La Mezzanine est un tour de force. La richesse du monde qu'il développe n'a d'égale que le vide sidérant de son action... Jugez-en : le narrateur sort de sort bureau durant sa pause -déjeuner pour aller remplacer la paire de lacets qui s'est cassée le matin. Pour cela, il prendra un escalator, ira aux toilettes, se rendra dans un magasin et s’assoira sur un banc pour lire un livre de poche. Et c'est tout... Cette immense odyssée humaine sera pourtant l'occasion d'une impressionnante exploration existentielle faites d'observations, de souvenirs et d'introspection. "La mezzanine", c'est Proust maniant un microscope électronique. Bluffant...

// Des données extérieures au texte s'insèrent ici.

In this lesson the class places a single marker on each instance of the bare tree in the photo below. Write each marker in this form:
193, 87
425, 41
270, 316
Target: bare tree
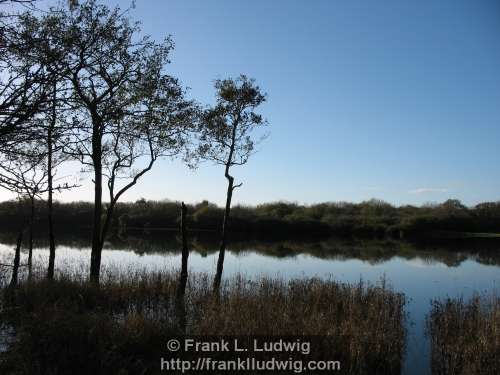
226, 138
22, 83
127, 112
27, 177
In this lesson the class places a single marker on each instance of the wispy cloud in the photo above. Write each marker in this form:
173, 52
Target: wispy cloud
427, 190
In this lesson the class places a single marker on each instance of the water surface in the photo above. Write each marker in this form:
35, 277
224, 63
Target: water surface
422, 272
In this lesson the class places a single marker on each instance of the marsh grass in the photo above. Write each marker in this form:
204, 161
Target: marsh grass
465, 336
70, 326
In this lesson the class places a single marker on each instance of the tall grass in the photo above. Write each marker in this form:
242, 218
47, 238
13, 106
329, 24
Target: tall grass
71, 326
465, 336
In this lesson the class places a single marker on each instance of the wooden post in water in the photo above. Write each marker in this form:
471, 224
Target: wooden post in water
181, 289
17, 258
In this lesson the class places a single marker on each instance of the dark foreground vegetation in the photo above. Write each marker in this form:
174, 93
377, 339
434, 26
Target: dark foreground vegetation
465, 336
70, 326
372, 218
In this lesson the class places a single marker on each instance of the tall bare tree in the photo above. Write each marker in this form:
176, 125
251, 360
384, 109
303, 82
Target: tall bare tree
127, 112
227, 138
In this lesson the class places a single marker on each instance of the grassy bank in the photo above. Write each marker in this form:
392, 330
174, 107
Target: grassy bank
70, 326
465, 336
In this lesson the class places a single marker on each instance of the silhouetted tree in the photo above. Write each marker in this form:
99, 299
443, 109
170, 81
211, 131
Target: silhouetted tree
27, 177
127, 111
226, 138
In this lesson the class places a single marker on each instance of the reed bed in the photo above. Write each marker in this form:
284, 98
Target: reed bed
121, 327
465, 336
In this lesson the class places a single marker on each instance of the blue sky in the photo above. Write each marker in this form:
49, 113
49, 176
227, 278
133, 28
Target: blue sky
398, 100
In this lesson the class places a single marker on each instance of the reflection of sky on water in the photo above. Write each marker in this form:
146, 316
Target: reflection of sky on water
421, 279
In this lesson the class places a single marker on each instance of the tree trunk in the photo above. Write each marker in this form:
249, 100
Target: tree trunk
30, 251
222, 249
52, 243
95, 258
17, 258
185, 254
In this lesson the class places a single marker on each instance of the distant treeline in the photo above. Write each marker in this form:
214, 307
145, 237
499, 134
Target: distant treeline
373, 218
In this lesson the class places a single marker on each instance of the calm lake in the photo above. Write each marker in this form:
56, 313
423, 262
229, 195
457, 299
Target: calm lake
423, 272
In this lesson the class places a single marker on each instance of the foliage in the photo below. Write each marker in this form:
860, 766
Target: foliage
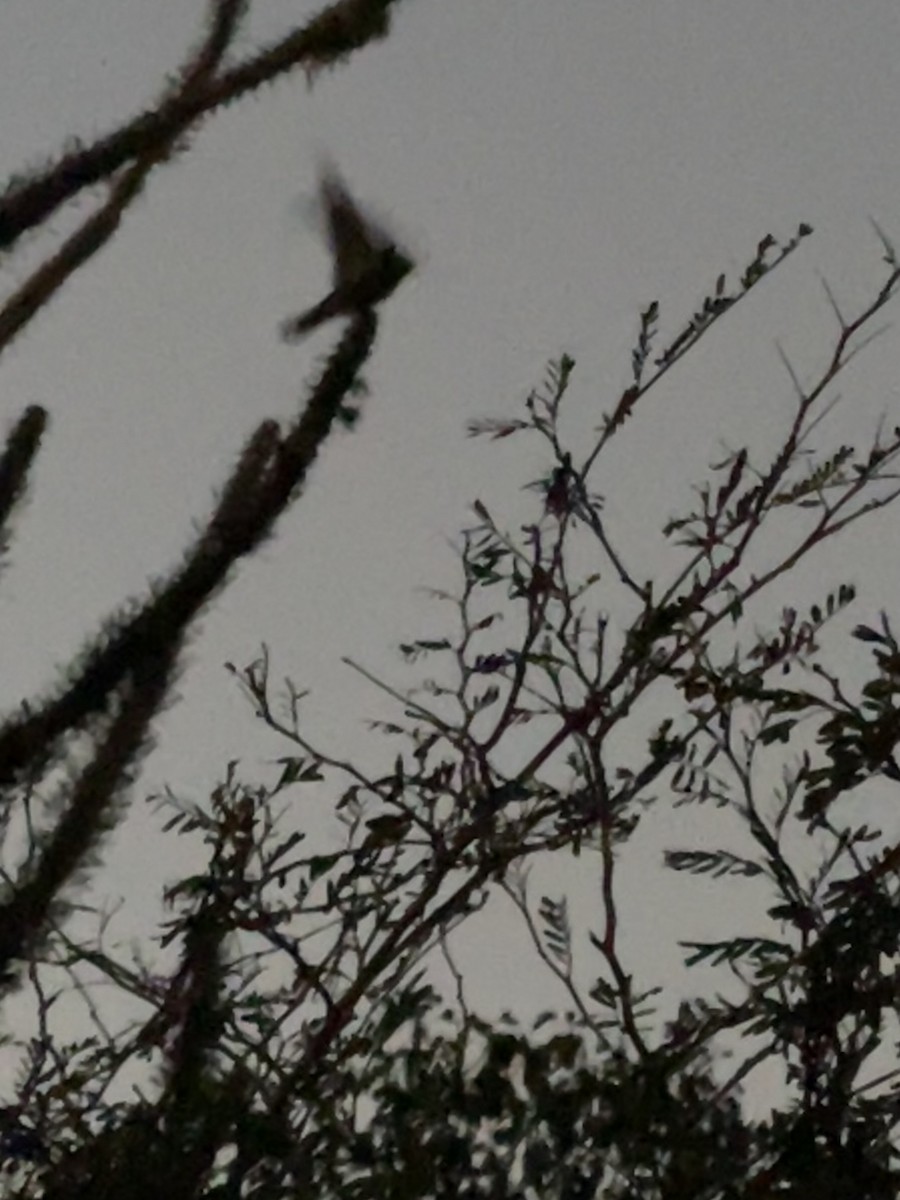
288, 1037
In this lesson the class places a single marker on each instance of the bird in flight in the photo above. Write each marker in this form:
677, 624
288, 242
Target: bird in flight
367, 263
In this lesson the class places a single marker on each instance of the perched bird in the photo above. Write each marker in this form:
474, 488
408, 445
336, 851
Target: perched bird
367, 264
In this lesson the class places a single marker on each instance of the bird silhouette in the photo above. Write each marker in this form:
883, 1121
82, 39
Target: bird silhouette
367, 263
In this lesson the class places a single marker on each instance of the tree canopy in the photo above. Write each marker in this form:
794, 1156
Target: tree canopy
287, 1035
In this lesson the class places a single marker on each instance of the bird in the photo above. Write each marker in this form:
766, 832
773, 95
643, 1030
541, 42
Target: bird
367, 263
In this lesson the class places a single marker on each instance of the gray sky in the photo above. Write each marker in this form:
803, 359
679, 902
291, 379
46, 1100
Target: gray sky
557, 165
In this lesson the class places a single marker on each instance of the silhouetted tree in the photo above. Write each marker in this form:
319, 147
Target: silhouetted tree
297, 1044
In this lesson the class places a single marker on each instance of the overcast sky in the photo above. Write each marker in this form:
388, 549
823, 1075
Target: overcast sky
556, 165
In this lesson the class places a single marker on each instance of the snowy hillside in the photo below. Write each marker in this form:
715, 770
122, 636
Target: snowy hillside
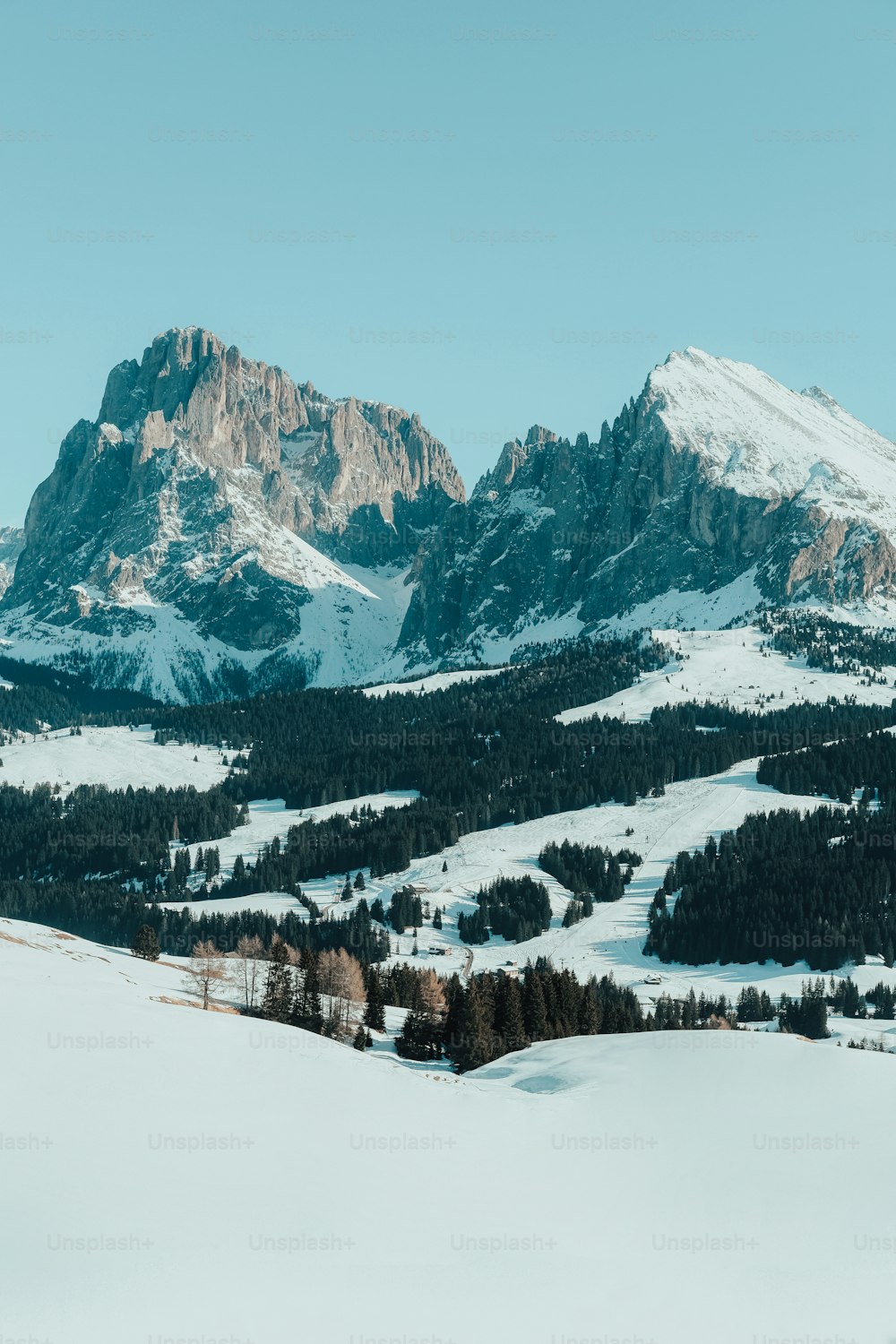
228, 1158
115, 757
222, 529
767, 441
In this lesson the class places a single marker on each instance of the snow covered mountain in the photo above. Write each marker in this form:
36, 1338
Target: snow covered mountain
11, 543
220, 526
218, 518
718, 488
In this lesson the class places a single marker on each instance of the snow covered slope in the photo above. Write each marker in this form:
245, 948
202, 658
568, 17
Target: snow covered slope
220, 527
115, 757
764, 441
220, 524
713, 491
171, 1174
732, 667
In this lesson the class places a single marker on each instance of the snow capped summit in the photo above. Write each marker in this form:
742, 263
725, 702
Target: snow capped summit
220, 526
716, 489
769, 443
209, 523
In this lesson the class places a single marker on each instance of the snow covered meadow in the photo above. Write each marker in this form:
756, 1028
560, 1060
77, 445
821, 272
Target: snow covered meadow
185, 1175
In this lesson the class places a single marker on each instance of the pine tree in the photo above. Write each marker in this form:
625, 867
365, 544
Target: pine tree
375, 1011
145, 943
474, 1046
277, 1004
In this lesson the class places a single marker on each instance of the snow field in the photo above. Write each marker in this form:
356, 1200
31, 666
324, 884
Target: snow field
677, 1188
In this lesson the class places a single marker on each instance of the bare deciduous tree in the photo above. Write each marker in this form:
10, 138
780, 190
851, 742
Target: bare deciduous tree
343, 980
207, 970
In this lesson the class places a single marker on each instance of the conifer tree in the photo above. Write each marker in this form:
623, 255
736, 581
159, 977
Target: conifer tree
145, 943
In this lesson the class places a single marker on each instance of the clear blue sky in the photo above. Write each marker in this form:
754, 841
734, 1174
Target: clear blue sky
493, 215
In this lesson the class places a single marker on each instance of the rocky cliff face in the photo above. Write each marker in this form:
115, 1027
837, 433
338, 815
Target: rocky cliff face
222, 527
716, 481
215, 488
11, 543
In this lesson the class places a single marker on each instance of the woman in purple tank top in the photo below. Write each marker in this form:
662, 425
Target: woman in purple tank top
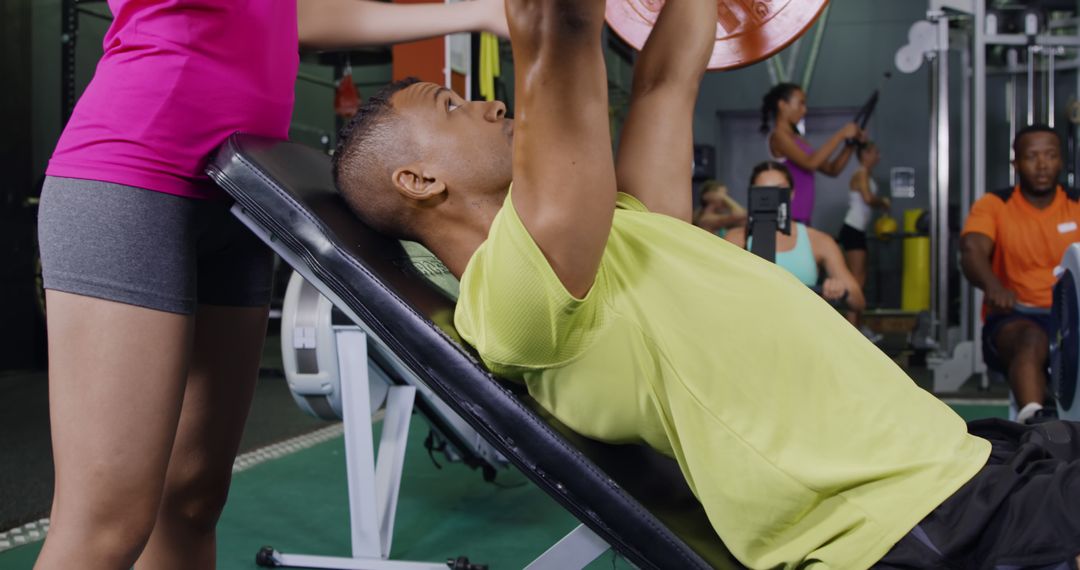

Nicholson Baker met en mots des événements si infimes qu'ils existent à peine. Il décrit avec une exactitude féroce des sensations fugaces que nous avons tous connues, de ces événements qu'aucun auteur n'avait jusqu'ici jugé dignes d'être couchés sur le papier et qui pourtant sont rendus aussi porteurs de signification qu'un crash de Boeing. Ce lacet qui lache est porteur d'une foule d'associations avec l'enfance du narrateur, avec la civilisation toute entière qui le porte, et n'aurait pas à rougir d'être comparé à la madeleine du grand Marcel. Le cycle mécanique d'un escalator est riche des liens qu'il tisse avec une foule de petites expériences personnelles, jeux intimes, peurs, petits calculs et autres sensations.
"La Mezzanine" est ainsi une plongée au cœur de la matière, celle des textures, du toucher , de la forme des choses. Une réflexion sur l'escalator et ses rainures, nous amène à considère la trace d'un patin sur la glace et, en un grossissement énorme à se plonger dans les rainures d'un disque de vinyle. Étonnant. Baker s'intéresse à notre fascination des choses qui se répètent, comme ces mécanismes auto-régénérants dans ce qu'il appelle "the renewing of newness" et dont on trouve (c'est moi qui ajoute ici) des videos sur youtube du style " the most satisfying video ever" et dont la disparition et le retour "botanique" des rainures d’escalator (ou la boucle délicieusement décalée de sa rampe caoutchouteuse) sont un bon exemple. On notera aussi la chosification de l'humain au sein de ces mécanismes, portés à l'intérieur des murs, ou lancés comme des billes à travers les portes tournantes des centres commerciaux)
Le héros de Baker est, dans cette heure fatidique qui le mène vers le lacet réparateur, comme un gosse qui verrait le monde avec une acuité visuelle extraordinaire. Il tisse par le travers de son récit, mais aussi par de massives notes de bas de page, un fabuleux réseau de connections entre les choses (ces notes de bas de page sont une intrusion volontaire qui participe à donner l'illusion d'un traité technique, d'un wiki bordélique... ). Sous sa plume, le monde apparaît bourré jusqu'à la gueule d’intentionnalités (et des micro-machines chargées de les mener à bien). Le kitsch de Kundera n'est pas loin... La moindre action de l'auteur chez son blanchisseur, le moindre papier signé, met en branle toute une économie, tout un monde, tout un réseau d'acteurs qui amèneront au final chez lui des chemises bien repassées ou des factures bien payées.
Faux psychologue mais vrai génie, Baker s'intéresse aussi à notre psyché, à nos mode de pensées et s'amuse aussi à traquer toutes sortes de minuscules ressorts psychologiques, infimes frustrations ou joies, comme il s’acharne à vouloir décoder la fréquence même de nos idées (indice d'un micro-management de soi chez le narrateur à la limite de la psychose). Comme un fou à l’affût de son propre flux de conscience , le narrateur essaie ainsi de repérer les idées qui sont héritées de nos souvenirs d’enfance et celles qui sont véritablement la marque de l'adulte en nous. C'est moins original que le reste, mais il s'attaque aussi aux petites stratégies de non-communication (presque zoologiques) qui traversent la journée d'un employé de bureau. Cette facette psychologique du livre n'est pas moins vertigineuse que ses observation plus matérielles.
Je me promettais d’être bref, raté... Sachez juste que ce livre est très drôle, et d'une lecture un peu exigeante. Le style est précis, et très clair mais chaque chapitre déborde d'une richesse et d'une méticulosité qui peut impressionner ou fatiguer. Ne prenez pas ce bouquin trop au sérieux, mais goûtez avec plaisir ce texte rare d'une intelligence débridée. Recommandé à 110 % , guys et guysettes!!!